Quality oil from cold-water, fatty fish (salmon, sardines, rainbow trout, anchovies, cod liver oil) is potent in EPA and DHA omega-3 fatty acids, which actively decrease inflammation by combating free radicals that damage cells and can lead to cancer formation.
Also, swapping expeller-pressed cooking oils (canola, corn, peanut, soybean, sunflower, safflower oils) for cold-pressed, extra virgin olive and avocado oils will increase antioxidant intake. Just be careful to avoid heating these fragile oils to very high temperatures, so they maintain their molecular integrity to maximize health benefits!
Tempest, M. (2011, May). Antioxidants – Research Continues to Reveal Their Health-Promoting Effects. Today’s Dietitian, 13(5), 32.
Kim SR, Park HJ, Bae YH, et al. Curcumin down-regulates visfatin expression and inhibits breast cancer cell invasion. Endocrinology. 2012;153(2):554-563.

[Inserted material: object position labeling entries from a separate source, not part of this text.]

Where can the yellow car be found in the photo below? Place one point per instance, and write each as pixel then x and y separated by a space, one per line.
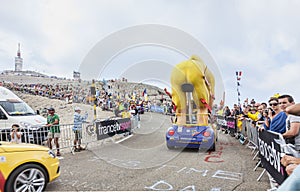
pixel 26 167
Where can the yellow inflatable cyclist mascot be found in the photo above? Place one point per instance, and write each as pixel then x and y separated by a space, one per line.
pixel 195 72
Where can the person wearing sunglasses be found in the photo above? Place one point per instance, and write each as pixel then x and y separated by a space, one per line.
pixel 277 117
pixel 292 134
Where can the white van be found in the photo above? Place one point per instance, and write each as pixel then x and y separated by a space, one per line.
pixel 14 110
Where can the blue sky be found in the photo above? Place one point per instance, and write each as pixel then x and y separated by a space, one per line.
pixel 258 37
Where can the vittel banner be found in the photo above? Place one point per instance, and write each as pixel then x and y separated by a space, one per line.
pixel 109 128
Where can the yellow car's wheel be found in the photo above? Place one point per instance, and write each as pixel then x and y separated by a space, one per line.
pixel 28 177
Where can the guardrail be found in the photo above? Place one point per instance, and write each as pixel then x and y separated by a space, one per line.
pixel 91 132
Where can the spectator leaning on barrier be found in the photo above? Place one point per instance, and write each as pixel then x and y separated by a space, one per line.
pixel 277 117
pixel 292 183
pixel 292 134
pixel 15 134
pixel 54 132
pixel 77 129
pixel 254 115
pixel 227 111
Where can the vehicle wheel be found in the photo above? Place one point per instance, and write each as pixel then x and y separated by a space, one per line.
pixel 170 147
pixel 28 177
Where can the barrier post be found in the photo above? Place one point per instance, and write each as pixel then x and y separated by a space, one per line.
pixel 93 94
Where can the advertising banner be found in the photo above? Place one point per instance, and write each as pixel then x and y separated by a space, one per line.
pixel 270 155
pixel 109 128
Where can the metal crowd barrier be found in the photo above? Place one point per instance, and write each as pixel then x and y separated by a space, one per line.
pixel 40 135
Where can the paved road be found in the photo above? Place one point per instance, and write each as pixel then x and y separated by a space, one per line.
pixel 143 162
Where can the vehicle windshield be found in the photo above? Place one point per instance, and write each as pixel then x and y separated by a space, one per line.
pixel 16 108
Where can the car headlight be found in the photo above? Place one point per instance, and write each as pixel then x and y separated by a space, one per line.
pixel 25 124
pixel 51 153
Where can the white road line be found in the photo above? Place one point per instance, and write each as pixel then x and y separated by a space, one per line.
pixel 125 138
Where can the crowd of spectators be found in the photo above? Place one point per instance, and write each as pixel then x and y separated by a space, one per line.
pixel 279 114
pixel 112 95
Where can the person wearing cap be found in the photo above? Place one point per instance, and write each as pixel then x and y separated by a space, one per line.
pixel 78 120
pixel 15 134
pixel 253 114
pixel 54 131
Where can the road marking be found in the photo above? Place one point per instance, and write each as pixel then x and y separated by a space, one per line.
pixel 125 138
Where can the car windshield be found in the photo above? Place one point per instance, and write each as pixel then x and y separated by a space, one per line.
pixel 16 108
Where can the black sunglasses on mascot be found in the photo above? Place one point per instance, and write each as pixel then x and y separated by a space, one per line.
pixel 273 104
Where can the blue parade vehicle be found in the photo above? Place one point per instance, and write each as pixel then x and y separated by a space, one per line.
pixel 191 129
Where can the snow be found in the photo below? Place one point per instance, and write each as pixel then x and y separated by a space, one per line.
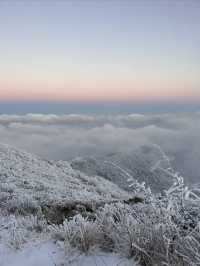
pixel 28 183
pixel 49 254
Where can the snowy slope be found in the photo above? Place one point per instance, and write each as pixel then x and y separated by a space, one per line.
pixel 29 182
pixel 29 186
pixel 137 163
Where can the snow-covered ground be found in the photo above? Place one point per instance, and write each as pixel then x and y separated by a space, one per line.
pixel 28 185
pixel 49 254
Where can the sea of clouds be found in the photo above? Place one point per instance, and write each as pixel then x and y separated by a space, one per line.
pixel 63 137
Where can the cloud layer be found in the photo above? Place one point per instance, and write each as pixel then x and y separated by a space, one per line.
pixel 67 136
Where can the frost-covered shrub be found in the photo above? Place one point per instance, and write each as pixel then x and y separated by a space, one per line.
pixel 79 232
pixel 164 229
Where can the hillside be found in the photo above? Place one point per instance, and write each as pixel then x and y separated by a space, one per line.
pixel 118 167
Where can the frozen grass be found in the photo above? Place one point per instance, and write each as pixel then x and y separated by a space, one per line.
pixel 157 230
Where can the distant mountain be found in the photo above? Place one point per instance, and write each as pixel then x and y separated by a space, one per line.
pixel 118 167
pixel 28 183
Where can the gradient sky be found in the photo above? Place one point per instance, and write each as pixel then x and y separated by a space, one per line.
pixel 87 51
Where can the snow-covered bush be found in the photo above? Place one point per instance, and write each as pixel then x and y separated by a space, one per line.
pixel 164 229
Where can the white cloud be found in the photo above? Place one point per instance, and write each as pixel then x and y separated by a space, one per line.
pixel 68 136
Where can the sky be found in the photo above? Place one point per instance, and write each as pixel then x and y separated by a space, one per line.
pixel 100 51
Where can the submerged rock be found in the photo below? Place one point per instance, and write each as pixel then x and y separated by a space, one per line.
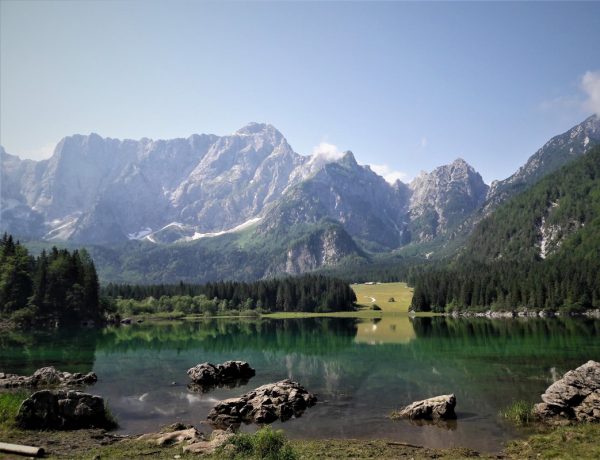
pixel 47 376
pixel 63 410
pixel 436 408
pixel 210 375
pixel 575 397
pixel 266 404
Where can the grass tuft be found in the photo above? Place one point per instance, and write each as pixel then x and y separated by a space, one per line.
pixel 265 444
pixel 519 412
pixel 10 402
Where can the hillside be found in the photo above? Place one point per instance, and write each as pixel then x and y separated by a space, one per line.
pixel 539 250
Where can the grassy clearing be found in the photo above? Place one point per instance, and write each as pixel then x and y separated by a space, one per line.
pixel 382 294
pixel 519 412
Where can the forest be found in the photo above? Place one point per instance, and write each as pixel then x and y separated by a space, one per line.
pixel 58 286
pixel 307 293
pixel 538 251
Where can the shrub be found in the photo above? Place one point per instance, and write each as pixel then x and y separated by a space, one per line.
pixel 519 412
pixel 10 403
pixel 265 444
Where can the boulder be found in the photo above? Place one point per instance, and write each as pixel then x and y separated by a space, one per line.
pixel 63 410
pixel 208 375
pixel 45 377
pixel 575 397
pixel 436 408
pixel 266 404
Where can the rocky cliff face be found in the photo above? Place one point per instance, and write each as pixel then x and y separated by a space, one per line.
pixel 443 198
pixel 98 190
pixel 557 152
pixel 369 208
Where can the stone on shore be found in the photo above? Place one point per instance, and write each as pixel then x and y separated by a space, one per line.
pixel 192 440
pixel 575 397
pixel 47 377
pixel 208 374
pixel 63 410
pixel 436 408
pixel 266 404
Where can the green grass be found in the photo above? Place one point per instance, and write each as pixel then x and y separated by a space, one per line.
pixel 265 444
pixel 567 442
pixel 519 412
pixel 382 294
pixel 9 407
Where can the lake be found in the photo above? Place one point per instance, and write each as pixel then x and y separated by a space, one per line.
pixel 360 369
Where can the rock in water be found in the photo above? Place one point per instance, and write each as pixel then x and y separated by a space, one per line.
pixel 207 374
pixel 574 397
pixel 274 401
pixel 47 376
pixel 437 408
pixel 63 410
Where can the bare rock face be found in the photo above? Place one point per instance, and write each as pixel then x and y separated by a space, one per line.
pixel 575 397
pixel 436 408
pixel 207 375
pixel 47 376
pixel 63 410
pixel 266 404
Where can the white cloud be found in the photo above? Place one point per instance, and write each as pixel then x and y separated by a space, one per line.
pixel 41 153
pixel 590 83
pixel 388 173
pixel 326 152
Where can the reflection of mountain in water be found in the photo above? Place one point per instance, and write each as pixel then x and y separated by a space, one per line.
pixel 387 329
pixel 67 350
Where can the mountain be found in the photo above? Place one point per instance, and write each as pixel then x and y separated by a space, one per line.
pixel 443 198
pixel 538 250
pixel 556 153
pixel 208 207
pixel 97 190
pixel 370 210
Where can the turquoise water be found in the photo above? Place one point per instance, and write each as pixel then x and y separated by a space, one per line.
pixel 360 370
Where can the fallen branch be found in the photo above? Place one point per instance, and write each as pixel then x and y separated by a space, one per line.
pixel 21 450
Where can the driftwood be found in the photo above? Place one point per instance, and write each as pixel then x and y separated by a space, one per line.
pixel 21 450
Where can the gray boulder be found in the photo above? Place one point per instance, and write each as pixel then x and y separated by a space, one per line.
pixel 63 410
pixel 207 374
pixel 266 404
pixel 45 377
pixel 436 408
pixel 575 397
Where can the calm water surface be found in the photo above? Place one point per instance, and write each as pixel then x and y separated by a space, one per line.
pixel 361 370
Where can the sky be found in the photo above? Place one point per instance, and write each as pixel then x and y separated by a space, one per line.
pixel 405 86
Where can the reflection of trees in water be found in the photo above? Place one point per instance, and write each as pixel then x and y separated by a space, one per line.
pixel 309 335
pixel 66 349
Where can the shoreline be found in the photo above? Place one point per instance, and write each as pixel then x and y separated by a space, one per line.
pixel 544 442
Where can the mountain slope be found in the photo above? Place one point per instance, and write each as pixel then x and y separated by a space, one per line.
pixel 97 190
pixel 539 250
pixel 556 153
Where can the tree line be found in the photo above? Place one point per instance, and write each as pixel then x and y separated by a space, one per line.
pixel 508 263
pixel 307 293
pixel 57 285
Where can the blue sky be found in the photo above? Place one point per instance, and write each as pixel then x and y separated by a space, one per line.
pixel 407 86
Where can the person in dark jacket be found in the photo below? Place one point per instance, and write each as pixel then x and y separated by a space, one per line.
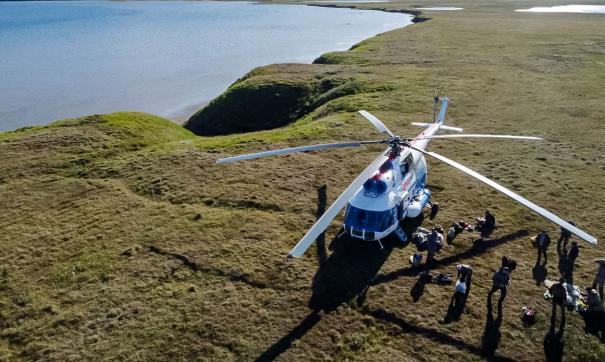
pixel 600 277
pixel 564 237
pixel 500 281
pixel 572 255
pixel 465 272
pixel 542 243
pixel 510 263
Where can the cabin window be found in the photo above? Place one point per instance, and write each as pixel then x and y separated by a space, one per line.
pixel 377 221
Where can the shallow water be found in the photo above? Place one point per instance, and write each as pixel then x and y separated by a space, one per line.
pixel 584 9
pixel 441 8
pixel 66 59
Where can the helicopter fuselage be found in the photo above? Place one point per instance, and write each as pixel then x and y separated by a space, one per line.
pixel 395 192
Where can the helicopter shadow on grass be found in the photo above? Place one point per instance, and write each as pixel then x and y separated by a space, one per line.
pixel 343 275
pixel 476 249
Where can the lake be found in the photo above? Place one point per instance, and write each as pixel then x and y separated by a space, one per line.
pixel 67 59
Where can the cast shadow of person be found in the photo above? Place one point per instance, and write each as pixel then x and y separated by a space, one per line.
pixel 553 342
pixel 539 272
pixel 491 335
pixel 418 289
pixel 456 306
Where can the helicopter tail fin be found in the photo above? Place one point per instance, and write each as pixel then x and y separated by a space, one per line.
pixel 442 110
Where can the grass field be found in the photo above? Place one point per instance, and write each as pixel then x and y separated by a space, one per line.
pixel 121 239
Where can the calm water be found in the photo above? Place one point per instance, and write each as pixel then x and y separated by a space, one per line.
pixel 66 59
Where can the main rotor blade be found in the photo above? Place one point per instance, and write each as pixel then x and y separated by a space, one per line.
pixel 284 151
pixel 376 122
pixel 469 135
pixel 520 199
pixel 326 219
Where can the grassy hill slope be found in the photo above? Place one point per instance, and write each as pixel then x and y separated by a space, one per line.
pixel 121 239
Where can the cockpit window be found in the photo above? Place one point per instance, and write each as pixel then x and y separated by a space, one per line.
pixel 374 187
pixel 378 221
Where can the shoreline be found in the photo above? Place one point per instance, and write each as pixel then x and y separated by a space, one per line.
pixel 183 115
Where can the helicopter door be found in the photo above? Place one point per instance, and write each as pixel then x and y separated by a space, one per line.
pixel 406 165
pixel 405 202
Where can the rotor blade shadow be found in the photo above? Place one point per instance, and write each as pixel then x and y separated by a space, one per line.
pixel 285 342
pixel 322 200
pixel 476 249
pixel 348 271
pixel 430 333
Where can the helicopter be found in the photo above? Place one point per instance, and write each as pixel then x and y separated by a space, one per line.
pixel 393 187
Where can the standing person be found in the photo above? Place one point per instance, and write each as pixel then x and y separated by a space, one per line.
pixel 500 281
pixel 571 259
pixel 432 245
pixel 564 237
pixel 463 285
pixel 559 296
pixel 600 277
pixel 487 224
pixel 542 243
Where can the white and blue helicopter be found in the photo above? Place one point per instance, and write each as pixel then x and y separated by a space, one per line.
pixel 392 188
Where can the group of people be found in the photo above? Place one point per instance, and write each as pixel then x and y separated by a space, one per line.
pixel 589 304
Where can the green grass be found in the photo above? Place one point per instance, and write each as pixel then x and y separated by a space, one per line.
pixel 121 239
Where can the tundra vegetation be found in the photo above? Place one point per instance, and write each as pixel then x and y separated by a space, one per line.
pixel 121 239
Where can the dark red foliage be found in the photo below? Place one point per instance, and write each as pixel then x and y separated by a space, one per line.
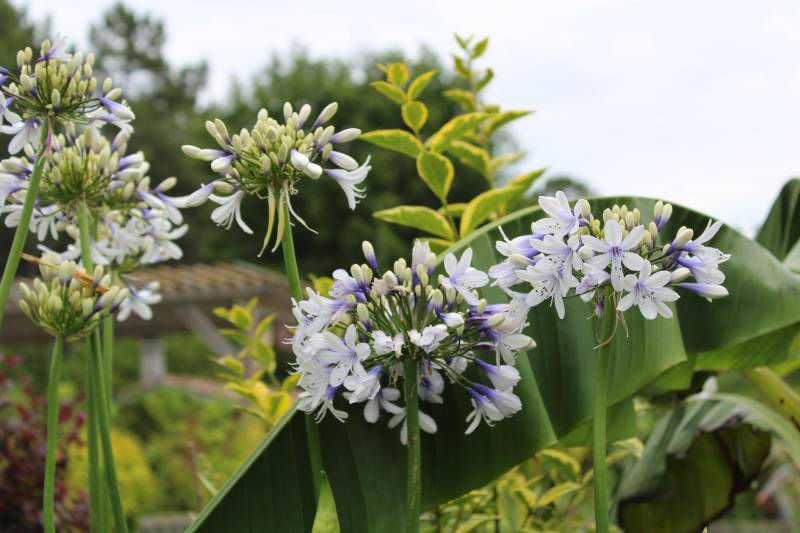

Shanmugam MK, Rane G, Kanchi MM, Arfuso F, Chinnathambi A, Zayed ME, Alharbi SA, Tan BK, Kumar AP, Sethi G. The multifaceted role of curcumin in cancer prevention and treatment. Molecules. 2015 Feb 5;20(2):2728-69.
Thalheimer, J. (2015, February). Heart-Healthy Oils: They’re Not All Created Equal. Today’s Dietitian, 17(2), 24-27.